The AICPA has taken the position that accreditation of CPAs in specific areas of practice is an important aspect of repositioning the CPA profession for the future. The AICPA currently offers two designations exclusively to CPAs, one of which is the Personal Financial Specialist (PFS) designation. However, the issue of accrediting CPAs by granting official AICPA designations is a complex and highly debated issue with opposing sides having compelling arguments supporting their positions.
CPAs and other professionals specializing in personal financial planning have opportunities to obtain designations other than the PFS. This paper examines the relative value of these alternative options for financial planners. Specifically, the research was designed to examine the differential effects of alternative financial‐planning accreditations on users' perceptions. These perceptions relate to various professional attributes of a financial planner such as their knowledge and expertise, objectivity, and level of trust and ethics possessed. In addition, these perceptions relate to fees charged and the influence that the designation has on the public's choice of a financial planner.

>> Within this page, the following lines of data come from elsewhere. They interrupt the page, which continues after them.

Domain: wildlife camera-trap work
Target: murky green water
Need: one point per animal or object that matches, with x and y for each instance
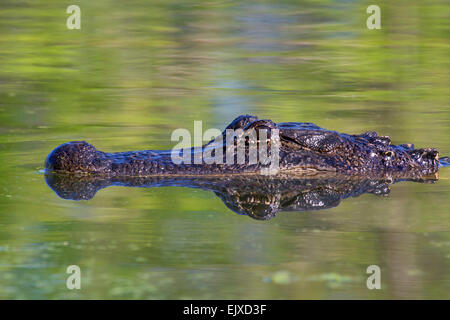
(137, 70)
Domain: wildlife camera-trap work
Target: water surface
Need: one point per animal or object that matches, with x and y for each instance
(137, 71)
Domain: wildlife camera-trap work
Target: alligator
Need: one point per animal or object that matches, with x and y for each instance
(259, 197)
(303, 148)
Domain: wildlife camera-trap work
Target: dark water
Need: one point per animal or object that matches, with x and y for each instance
(138, 70)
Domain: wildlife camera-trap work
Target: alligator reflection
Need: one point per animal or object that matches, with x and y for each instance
(259, 197)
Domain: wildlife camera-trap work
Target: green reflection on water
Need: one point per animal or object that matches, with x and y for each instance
(138, 70)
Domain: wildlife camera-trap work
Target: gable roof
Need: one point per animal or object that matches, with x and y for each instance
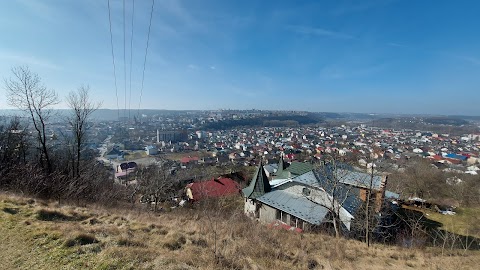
(295, 205)
(259, 184)
(299, 168)
(349, 196)
(213, 188)
(280, 166)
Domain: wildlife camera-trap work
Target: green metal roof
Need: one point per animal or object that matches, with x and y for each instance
(299, 168)
(258, 186)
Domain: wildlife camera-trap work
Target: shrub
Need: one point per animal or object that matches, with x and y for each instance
(80, 240)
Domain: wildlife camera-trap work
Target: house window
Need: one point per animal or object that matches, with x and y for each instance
(280, 215)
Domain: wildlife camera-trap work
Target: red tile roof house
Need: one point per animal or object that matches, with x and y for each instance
(213, 188)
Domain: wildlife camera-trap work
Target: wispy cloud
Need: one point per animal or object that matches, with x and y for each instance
(394, 44)
(22, 59)
(470, 59)
(314, 31)
(359, 6)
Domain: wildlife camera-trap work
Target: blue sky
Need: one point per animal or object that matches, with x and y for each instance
(376, 56)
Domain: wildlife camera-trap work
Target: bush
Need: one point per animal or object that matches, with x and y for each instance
(81, 240)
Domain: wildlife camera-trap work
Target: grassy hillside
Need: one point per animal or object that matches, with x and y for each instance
(35, 234)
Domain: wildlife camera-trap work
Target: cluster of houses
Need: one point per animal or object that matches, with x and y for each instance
(299, 196)
(365, 144)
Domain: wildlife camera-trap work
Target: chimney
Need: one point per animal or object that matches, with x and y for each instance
(381, 193)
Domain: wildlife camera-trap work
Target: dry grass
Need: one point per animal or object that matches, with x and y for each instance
(185, 239)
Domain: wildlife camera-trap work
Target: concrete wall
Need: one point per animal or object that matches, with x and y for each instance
(268, 214)
(250, 207)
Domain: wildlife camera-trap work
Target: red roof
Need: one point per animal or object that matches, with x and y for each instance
(188, 159)
(214, 188)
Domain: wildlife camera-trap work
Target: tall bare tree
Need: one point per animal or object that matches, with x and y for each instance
(26, 92)
(82, 108)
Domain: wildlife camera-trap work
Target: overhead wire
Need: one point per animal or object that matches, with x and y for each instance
(124, 63)
(145, 59)
(113, 59)
(131, 60)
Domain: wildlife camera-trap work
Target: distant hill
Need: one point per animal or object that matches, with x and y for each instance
(266, 121)
(36, 234)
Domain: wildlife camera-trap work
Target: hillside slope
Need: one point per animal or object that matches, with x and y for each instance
(44, 235)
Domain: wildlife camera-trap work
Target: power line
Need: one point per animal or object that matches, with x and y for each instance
(145, 59)
(124, 63)
(131, 59)
(113, 58)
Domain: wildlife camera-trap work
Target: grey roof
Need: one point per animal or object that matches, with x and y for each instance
(271, 168)
(258, 186)
(359, 179)
(391, 195)
(295, 205)
(349, 195)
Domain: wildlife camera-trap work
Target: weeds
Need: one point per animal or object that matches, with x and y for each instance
(80, 240)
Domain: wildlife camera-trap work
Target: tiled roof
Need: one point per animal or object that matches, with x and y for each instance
(295, 205)
(213, 188)
(258, 186)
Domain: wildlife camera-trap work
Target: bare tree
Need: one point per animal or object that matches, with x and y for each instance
(82, 108)
(330, 176)
(156, 183)
(26, 92)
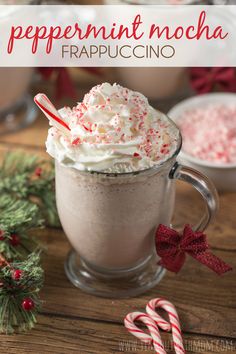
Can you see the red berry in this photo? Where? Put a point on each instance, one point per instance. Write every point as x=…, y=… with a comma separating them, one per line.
x=14, y=239
x=136, y=154
x=1, y=235
x=16, y=275
x=38, y=171
x=27, y=304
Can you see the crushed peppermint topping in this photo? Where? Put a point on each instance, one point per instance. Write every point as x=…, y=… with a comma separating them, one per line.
x=114, y=126
x=209, y=133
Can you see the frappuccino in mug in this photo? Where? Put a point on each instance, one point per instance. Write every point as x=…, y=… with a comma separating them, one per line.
x=115, y=183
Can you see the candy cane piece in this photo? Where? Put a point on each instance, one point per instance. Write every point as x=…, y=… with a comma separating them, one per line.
x=51, y=113
x=173, y=325
x=154, y=337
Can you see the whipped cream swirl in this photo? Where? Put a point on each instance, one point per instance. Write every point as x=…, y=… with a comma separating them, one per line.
x=113, y=130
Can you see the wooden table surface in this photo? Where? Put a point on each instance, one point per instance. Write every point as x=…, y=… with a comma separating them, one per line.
x=74, y=322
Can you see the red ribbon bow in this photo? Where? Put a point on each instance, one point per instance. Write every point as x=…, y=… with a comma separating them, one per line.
x=204, y=80
x=172, y=247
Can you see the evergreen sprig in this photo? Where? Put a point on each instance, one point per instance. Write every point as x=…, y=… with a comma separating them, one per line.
x=27, y=202
x=26, y=177
x=19, y=295
x=17, y=218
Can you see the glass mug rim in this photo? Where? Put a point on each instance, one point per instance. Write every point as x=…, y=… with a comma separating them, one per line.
x=156, y=167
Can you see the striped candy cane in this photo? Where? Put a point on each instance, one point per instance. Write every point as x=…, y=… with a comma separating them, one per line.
x=51, y=113
x=154, y=337
x=173, y=325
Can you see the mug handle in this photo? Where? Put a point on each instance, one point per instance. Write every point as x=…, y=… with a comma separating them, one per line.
x=204, y=186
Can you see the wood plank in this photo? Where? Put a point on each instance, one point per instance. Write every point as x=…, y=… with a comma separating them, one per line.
x=204, y=300
x=54, y=334
x=206, y=303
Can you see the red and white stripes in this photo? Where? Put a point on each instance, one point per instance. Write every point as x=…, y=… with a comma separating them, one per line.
x=154, y=337
x=51, y=113
x=153, y=321
x=173, y=325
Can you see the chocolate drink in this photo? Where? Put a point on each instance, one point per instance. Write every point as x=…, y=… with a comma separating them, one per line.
x=111, y=188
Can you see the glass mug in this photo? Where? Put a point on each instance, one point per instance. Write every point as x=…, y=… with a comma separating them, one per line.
x=110, y=220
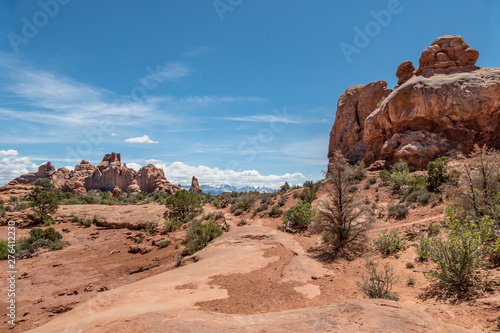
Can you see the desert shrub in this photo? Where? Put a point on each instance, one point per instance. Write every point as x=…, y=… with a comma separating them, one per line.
x=385, y=176
x=390, y=243
x=459, y=258
x=275, y=211
x=379, y=283
x=219, y=215
x=397, y=211
x=433, y=230
x=284, y=188
x=437, y=174
x=309, y=192
x=199, y=235
x=149, y=227
x=264, y=206
x=479, y=194
x=183, y=206
x=399, y=175
x=163, y=243
x=171, y=225
x=410, y=281
x=88, y=222
x=43, y=199
x=340, y=214
x=299, y=216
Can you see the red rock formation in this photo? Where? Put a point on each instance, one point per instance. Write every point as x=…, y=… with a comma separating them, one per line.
x=117, y=192
x=195, y=186
x=108, y=175
x=445, y=106
x=354, y=105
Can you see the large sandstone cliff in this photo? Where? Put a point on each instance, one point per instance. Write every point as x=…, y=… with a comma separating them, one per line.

Our results indicate that the CPA designation used in conjunction with the PFS designation is generally perceived to signal a higher level of professional attributes than the other designations examined in the study. In addition, a CPA with a PFS designation has a significantly greater influence on the public's choice of a financial planner than do the other designations. These results suggest that important benefits may accrue to CPAs from holding the PFS specialty accreditation.